Paradigm Genetics and the University of North Carolina at Chapel Hill have joined a research project to find better means of diagnosing and assessing liver damage and how patients respond to treatment.

If successful, the project could identify liver problems with so-called biomarkers long before they normally are detected, often already after damage has occurred, according to Paradigm.

Also participating in the project are the National Institute of Environmental Health Science (NIEHS) and National Institutes of Health (NIH).

The project also could help other drug developments, according to a UNC researcher.

“Liver toxicity is one of the leading reasons that drugs fail in clinical trials or are withdrawn from market,” said Dr. Paul Watkins, a professor of medicine and pharmacotherapy at UNC and director of UNC Hospital’s general clinical research center. “Better markers of liver toxicity will help pharmaceutical companies make more informed decisions about the possible safety risks associated with new drugs entering clinical development.”

Paradigm said it would be responsible for biochemical profiling experiments on tissue and fluid samples from both humans and rats that have been exposed to acetaminophen, a common pain reliever. Based on its “Gene to Cell System” gene expression technology, Paradigm will incorporate NIEHS and UNC CH data to determine biomarkers that will act as more sensitive and more accurate indicators of the onset of liver disease, the company said.

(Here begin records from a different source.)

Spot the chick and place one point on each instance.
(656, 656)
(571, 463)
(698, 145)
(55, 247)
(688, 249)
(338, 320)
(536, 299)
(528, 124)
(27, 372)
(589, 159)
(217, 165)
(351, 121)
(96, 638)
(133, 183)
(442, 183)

“Today, liver damage is often undetected until serious complications
occur,” said Tom Colatsky, vice president of healthcare research at Paradigm, in a statement. “The current study will lay a foundation for identifying biochemical signals that are more sensitive than current standards and that bridge results obtained in the lab to clinical outcomes. If we can develop methods for earlier, more accurate prediction and detection of liver damage, we can save lives by increasing the window for successful medical treatment, while identifying the best treatment methods for each patient.”

Colatsky said the project could lead to discovery of “new, more powerful diagnostics” since Paradigm will be “tracking complex diseases from the gene to cell to system.” He said biomarkers could be detected in blood and urine samples that “are indicative of liver disease progression at the genetic level.”